Cardiac Computed Tomography (CT) is a test which uses advanced CT technology to non-invasively determine whether either fatty deposits or calcium deposits have built up in the coronary arteries which supply blood to the heart muscle. Although Cardiac CT examinations are growing in use, the coronary angiogram still remains the gold standard for detecting significant narrowing of an artery which could allow therapy to be performed (e.g. catheter-based intervention such as coronary stenting or coronary artery bypass surgery which is not possible with Cardiac CT).

The availability of these two advanced non-invasive cardiovascular imaging services offer alternative options to patients especially those who are not suitable for invasive diagnostic procedures.
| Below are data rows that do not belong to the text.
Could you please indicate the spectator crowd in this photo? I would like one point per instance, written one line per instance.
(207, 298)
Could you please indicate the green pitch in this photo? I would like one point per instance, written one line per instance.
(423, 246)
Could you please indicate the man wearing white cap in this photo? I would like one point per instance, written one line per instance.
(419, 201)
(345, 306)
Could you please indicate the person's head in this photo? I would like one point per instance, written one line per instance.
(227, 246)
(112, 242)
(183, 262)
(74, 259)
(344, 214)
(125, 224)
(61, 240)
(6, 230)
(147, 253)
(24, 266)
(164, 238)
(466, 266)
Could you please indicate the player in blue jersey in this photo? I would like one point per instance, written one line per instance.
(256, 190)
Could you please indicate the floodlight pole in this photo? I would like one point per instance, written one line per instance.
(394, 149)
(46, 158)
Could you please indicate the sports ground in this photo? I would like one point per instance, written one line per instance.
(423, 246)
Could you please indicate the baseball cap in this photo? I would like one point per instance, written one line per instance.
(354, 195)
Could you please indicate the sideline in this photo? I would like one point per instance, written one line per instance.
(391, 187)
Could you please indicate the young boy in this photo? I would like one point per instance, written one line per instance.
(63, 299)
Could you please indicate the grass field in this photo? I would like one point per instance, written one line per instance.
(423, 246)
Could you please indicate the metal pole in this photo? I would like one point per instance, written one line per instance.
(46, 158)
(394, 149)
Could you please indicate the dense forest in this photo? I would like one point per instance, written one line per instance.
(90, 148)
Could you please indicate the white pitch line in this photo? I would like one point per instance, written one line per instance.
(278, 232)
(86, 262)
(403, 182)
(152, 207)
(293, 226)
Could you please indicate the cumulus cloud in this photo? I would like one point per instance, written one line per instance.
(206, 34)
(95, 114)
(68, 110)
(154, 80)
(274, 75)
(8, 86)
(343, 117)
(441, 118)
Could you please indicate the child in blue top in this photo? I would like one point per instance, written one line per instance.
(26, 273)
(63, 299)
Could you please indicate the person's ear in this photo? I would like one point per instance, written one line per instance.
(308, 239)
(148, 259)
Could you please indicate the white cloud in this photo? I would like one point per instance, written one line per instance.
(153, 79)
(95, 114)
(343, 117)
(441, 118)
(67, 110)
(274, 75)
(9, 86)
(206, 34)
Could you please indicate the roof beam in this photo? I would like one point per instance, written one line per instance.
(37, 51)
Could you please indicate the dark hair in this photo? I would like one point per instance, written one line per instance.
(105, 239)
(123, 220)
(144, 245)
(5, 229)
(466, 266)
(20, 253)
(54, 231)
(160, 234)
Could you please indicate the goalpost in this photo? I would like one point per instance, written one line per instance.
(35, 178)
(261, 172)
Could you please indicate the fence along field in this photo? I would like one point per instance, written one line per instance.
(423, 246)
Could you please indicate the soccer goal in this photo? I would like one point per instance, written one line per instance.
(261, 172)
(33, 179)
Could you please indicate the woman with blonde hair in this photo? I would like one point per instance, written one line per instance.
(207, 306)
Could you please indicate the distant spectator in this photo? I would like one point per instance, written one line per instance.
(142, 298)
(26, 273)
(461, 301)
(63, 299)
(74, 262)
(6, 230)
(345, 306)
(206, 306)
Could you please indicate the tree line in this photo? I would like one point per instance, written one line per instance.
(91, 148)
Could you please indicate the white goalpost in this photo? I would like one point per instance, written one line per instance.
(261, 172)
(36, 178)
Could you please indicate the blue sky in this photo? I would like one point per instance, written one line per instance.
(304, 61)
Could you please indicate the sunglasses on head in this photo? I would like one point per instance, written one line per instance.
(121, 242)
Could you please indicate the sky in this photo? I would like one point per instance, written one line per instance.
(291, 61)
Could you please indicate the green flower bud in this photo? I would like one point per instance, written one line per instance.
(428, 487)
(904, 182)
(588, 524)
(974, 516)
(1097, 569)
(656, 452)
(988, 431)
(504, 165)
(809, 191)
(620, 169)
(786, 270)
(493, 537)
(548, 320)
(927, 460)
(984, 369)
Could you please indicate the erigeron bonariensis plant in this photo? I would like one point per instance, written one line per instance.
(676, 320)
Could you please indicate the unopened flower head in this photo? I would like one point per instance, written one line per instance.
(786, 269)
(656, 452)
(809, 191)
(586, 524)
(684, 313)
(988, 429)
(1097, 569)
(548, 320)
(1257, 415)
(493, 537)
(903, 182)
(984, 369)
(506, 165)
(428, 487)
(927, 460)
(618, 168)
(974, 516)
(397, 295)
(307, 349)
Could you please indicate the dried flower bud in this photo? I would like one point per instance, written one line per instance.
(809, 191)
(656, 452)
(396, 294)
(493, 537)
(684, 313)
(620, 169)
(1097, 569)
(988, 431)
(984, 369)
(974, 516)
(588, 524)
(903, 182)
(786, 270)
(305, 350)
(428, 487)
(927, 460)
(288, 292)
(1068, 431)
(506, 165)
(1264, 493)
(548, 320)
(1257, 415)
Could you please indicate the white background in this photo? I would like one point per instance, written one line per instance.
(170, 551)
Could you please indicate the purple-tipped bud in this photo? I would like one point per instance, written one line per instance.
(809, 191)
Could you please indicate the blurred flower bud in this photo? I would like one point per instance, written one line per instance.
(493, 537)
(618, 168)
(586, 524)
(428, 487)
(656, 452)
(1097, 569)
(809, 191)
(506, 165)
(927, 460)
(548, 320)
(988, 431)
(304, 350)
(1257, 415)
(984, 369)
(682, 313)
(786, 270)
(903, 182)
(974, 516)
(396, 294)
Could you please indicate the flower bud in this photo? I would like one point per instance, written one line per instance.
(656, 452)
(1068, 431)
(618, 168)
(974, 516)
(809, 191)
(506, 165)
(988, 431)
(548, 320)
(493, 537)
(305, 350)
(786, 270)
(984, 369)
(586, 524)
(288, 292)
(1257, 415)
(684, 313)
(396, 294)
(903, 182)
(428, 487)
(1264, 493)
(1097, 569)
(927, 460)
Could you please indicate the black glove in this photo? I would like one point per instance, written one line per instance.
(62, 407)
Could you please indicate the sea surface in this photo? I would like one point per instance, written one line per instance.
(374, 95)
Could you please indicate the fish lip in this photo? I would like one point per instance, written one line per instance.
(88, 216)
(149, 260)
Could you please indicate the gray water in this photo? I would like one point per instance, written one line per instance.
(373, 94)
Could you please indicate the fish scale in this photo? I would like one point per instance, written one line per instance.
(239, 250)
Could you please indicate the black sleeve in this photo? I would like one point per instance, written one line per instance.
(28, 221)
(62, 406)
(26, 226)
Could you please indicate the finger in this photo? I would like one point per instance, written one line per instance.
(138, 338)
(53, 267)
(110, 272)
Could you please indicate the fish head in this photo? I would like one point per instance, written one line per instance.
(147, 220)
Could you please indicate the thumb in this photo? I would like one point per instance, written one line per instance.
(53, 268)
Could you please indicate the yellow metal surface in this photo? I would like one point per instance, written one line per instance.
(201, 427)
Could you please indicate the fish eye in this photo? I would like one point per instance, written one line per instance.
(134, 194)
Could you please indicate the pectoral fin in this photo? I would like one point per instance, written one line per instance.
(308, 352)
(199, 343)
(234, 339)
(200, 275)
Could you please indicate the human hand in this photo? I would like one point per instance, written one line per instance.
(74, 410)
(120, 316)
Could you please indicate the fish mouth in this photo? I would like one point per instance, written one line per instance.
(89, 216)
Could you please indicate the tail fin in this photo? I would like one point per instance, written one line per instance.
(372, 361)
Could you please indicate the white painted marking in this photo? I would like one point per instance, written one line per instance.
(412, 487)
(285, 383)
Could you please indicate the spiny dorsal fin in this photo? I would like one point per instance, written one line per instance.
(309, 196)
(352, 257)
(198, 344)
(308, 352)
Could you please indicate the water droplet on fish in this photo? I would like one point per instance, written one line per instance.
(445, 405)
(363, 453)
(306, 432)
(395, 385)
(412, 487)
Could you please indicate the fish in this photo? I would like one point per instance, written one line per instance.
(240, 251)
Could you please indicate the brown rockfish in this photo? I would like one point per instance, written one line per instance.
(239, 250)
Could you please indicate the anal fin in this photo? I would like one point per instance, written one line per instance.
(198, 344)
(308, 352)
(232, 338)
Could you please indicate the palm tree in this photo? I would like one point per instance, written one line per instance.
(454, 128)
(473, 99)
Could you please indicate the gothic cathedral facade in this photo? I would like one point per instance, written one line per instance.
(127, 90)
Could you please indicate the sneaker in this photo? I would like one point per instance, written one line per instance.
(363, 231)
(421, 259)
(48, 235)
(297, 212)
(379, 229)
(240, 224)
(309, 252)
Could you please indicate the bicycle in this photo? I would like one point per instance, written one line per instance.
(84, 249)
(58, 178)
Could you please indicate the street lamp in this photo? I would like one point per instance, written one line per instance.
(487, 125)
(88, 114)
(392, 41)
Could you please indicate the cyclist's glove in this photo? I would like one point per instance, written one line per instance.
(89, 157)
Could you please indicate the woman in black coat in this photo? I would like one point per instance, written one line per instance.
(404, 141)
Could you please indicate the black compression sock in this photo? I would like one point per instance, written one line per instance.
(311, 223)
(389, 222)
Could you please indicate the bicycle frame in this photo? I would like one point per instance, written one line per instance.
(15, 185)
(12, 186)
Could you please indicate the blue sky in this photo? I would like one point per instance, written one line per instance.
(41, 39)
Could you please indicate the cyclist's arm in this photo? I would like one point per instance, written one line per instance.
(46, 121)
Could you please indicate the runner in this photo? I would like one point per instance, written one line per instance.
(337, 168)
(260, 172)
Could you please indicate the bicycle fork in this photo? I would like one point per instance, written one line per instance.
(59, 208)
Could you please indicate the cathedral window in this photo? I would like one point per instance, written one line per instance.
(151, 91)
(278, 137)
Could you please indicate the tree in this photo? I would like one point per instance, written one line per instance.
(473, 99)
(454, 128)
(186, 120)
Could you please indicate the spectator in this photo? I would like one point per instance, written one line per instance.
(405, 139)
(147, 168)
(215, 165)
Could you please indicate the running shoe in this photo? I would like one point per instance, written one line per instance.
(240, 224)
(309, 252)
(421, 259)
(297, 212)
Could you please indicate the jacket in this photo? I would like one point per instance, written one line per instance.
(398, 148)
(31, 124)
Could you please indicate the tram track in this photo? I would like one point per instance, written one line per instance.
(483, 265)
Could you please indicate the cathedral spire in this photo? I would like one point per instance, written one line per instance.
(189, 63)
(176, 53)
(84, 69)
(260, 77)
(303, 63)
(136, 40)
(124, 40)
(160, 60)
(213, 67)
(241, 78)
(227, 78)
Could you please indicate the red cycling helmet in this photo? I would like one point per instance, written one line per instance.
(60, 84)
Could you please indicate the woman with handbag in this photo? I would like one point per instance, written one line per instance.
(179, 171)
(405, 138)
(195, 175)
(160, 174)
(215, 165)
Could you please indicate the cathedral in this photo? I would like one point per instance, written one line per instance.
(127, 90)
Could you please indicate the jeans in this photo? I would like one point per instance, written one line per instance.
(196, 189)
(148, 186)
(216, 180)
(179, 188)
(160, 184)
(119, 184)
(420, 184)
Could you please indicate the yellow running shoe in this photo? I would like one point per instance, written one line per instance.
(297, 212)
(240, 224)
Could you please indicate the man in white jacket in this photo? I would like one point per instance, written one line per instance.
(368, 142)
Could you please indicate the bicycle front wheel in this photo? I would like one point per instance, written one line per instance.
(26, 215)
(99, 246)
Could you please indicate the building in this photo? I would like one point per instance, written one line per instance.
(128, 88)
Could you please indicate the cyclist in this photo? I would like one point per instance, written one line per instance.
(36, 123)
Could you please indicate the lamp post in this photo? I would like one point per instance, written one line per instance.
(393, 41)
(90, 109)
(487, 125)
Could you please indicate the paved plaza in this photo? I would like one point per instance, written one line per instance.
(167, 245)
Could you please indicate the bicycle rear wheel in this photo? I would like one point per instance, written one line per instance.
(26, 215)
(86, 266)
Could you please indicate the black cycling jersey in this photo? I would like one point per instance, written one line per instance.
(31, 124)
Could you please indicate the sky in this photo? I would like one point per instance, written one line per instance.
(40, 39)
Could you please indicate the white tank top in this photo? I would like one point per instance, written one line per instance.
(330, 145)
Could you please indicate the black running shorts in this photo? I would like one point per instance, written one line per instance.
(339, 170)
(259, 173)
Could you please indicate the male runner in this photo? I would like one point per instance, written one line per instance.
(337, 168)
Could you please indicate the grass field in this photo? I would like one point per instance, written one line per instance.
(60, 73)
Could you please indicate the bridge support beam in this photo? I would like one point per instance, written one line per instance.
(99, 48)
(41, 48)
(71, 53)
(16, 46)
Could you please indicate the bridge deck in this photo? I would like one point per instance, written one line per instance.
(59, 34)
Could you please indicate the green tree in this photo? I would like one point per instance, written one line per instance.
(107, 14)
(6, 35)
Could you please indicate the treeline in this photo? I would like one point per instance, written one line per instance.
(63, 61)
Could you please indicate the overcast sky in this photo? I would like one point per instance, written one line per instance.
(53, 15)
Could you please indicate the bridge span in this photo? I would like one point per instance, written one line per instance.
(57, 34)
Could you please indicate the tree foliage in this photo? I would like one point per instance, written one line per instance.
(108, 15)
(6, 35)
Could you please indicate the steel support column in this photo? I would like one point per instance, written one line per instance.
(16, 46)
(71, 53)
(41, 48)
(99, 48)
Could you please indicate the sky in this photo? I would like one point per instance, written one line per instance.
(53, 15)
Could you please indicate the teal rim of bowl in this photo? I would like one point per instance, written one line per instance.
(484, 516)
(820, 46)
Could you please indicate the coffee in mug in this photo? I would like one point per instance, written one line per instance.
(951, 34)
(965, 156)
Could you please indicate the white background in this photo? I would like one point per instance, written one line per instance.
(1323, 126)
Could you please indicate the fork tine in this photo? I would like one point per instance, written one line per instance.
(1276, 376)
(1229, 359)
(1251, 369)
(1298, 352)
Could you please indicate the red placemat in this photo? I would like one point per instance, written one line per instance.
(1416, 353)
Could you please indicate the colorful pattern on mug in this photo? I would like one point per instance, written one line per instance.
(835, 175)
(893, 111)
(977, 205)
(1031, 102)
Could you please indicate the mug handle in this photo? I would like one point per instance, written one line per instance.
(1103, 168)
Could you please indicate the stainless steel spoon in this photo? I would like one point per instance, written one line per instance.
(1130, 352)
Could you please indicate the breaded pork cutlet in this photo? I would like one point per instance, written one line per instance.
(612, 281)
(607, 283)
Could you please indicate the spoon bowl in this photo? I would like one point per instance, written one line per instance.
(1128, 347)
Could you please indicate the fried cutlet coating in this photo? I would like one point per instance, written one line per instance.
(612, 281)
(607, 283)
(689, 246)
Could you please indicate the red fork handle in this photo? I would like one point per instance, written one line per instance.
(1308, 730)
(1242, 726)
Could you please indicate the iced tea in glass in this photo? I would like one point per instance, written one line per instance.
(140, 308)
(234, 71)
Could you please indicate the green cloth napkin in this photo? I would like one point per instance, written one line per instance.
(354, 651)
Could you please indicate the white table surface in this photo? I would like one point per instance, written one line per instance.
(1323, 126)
For example, patients with intermediate to high-risk profiles for coronary artery diseases but do not have typical symptoms might be candidates for a cardiac CT scan instead of an invasive coronary angiogram.

In addition, CMR is an excellent test for assessing whether the patient's heart muscle is irreversibly damaged or still viable and whether bypass surgery or angioplasty will benefit the patient. It might be especially useful when other conventional tests for assessing the viability of heart muscle have borderline results. The choice of which test to use is based on the individual patient's condition.

Memorandum of Understanding

In conjunction with the official opening of SCAN CVI, SGH and Siemens will be signing a Memorandum of Understanding to establish SCAN CVI and the Department as a reference site for state-of-the-art imaging in Southeast Asia where joint training programmes, clinical trials and developmental projects will be conducted.

Said Mr Adam Lim, General Manager, Siemens Pte Ltd, Medical Solution, “The SGH -Siemens Memorandum of Understanding is a milestone for us to demonstrate our commitments and contributions to the healthcare community. This collaboration will help propel Singapore further as a Centre for Medical Excellence.”